Inzwischen konnte die PMRS außerdem mit dem Betrieb so genannter Pop-up-Kliniken beginnen. Natürlich liegt die Priorität in Kriegszeiten auf der Notfallmedizin, aber wir dürfen nicht vergessen, dass auch Menschen mit chronischen Erkrankungen oder akuten Infektionen medizinisch behandelt werden müssen. Genau hier liegt die Stärke der PMRS als Basisgesundheitsdienstleister. Durch die Luftangriffe besteht für Tausende von Patient:innen die Gefahr, dass ihre laufende Behandlung unterbrochen wird – und zwar sowohl für diejenigen, die sich im Gazastreifen aufhalten, als auch für diejenigen, die eine Genehmigung für Reisen zwecks medizinischer Behandlungen außerhalb haben.
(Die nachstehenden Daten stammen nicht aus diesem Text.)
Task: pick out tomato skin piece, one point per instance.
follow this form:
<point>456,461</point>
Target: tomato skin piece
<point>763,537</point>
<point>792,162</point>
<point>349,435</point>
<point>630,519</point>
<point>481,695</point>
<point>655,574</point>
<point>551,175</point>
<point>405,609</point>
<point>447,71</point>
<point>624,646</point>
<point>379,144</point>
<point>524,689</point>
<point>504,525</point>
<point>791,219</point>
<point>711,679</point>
Abgesehen von der humanitären Lage und dem Schock, wie analysieren unsere Partner:innen in Palästina und Israel die Situation?

Für unsere palästinensischen Partner:innen war klar, dass die israelische Antwort der Beginn einer brutalen Militärkampagne gegen die Enklave sein würde. Wir alle wissen, dass dieser Krieg die Hamas nicht zerstören wird, und das ist auch nicht das eigentliche Ziel der massiven Luftangriffe auf Gaza. Die Palästinenser:innen betrachten sie als eine sehr tödliche Strafexpedition. Das entspricht auch dem, was israelische Offizielle, einschließlich des Premierministers und des Armeesprechers, angekündigt haben: Rache und Zerstörung. Wir prüfen unsere Möglichkeiten für medizinische Notfalllieferungen in den Gazastreifen. Im Moment gibt es aber keinen humanitären Zugang. Dies ist ein Kriegsverbrechen. Aber wir wollen vorbereitet sein, wenn es doch eine Chance gibt, Hilfe nach Gaza zu bringen.
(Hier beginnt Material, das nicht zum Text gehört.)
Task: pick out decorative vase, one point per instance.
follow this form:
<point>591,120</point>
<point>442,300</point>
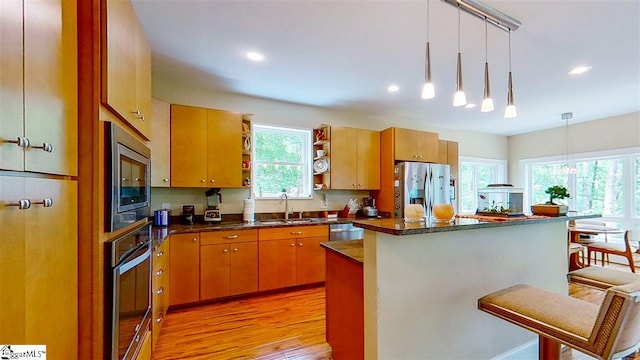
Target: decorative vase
<point>549,210</point>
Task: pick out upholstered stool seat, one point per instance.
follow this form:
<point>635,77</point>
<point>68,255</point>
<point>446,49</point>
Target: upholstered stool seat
<point>606,331</point>
<point>601,278</point>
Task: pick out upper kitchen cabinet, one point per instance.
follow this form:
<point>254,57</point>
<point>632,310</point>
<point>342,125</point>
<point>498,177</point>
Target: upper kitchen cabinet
<point>38,96</point>
<point>206,150</point>
<point>355,159</point>
<point>127,67</point>
<point>159,144</point>
<point>414,145</point>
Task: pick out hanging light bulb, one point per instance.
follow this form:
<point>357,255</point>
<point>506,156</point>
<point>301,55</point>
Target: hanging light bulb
<point>459,99</point>
<point>510,111</point>
<point>487,102</point>
<point>428,90</point>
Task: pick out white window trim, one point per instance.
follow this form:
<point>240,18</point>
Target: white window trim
<point>501,176</point>
<point>627,154</point>
<point>307,164</point>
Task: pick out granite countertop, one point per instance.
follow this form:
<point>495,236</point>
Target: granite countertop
<point>351,249</point>
<point>399,227</point>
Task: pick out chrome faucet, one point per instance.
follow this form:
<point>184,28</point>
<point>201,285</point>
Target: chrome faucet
<point>286,205</point>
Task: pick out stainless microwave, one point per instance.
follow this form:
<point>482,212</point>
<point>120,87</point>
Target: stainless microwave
<point>128,178</point>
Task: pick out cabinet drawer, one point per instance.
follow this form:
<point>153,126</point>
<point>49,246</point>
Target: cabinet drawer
<point>293,232</point>
<point>228,236</point>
Unsere Partner:innen in Israel waren natürlich völlig schockiert über das Massaker der Hamas. Sie alle sind zutiefst erschüttert. Sie haben aber auch begonnen zu handeln: Unsere Partnerorganisation Physicians for Human Rights – Israel sorgt für die medizinische Versorgung der Menschen, die aus den angegriffenen israelischen Gemeinden evakuiert wurden. Wir unterstützen sie bei der Bereitstellung dieser Dienste.

Wie sehen unsere israelischen Partner:innen die staatliche Reaktion auf die Verbrechen der Hamas?
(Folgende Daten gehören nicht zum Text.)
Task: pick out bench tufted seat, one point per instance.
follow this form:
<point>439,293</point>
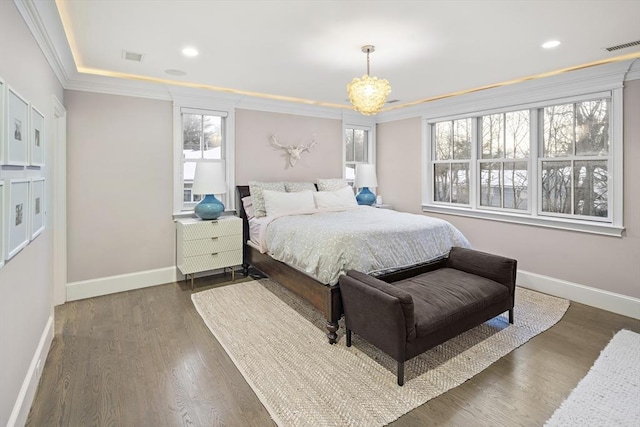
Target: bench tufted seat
<point>410,316</point>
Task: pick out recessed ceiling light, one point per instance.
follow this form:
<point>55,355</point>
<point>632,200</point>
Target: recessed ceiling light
<point>190,51</point>
<point>551,44</point>
<point>175,72</point>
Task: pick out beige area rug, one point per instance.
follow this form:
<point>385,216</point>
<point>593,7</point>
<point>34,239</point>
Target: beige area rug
<point>279,345</point>
<point>609,395</point>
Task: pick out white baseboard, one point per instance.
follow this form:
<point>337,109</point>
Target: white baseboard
<point>610,301</point>
<point>120,283</point>
<point>27,392</point>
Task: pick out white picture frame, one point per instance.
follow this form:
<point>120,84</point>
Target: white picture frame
<point>3,109</point>
<point>37,138</point>
<point>17,129</point>
<point>37,207</point>
<point>3,243</point>
<point>17,216</point>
Sie leben in einem Land, in dem eine Mehrheit der Bevölkerung eine rechtsextreme Regierung gewählt hat. Eine Regierung, gegen die alle unsere Partner:innen sind. Schon vor Samstag war die anti-palästinensische Stimmung extrem stark und auch die Ablehnung jeglicher israelischer Anti-Besatzungsaktivitäten und -Aktivist:innen.

Nach dem Angriff der Hamas auf die israelischen Gemeinden mit rund 1.200 Toten, Tausenden von Verletzten und bis zu 150 entführten Personen könnten die Aufrufe unserer Partner:innen zur Zurückhaltung gegenüber den Palästinenser:innen sie von einem großen Teil ihrer eigenen Gesellschaft entfremden. Dabei sei darauf hingewiesen, dass viele israelische Organisationen die Freilassung der Geiseln fordern. Sie bringen ihr Entsetzen und ihre Betroffenheit über die Massaker der Hamas zum Ausdruck, fordern aber die Öffentlichkeit und die Regierung auf, nicht die Menschen in Gaza dafür zu bestrafen. Nahezu 50 Prozent dort sind jünger als 16 Jahre.

Das Interview wurde von Riad Othman geführt.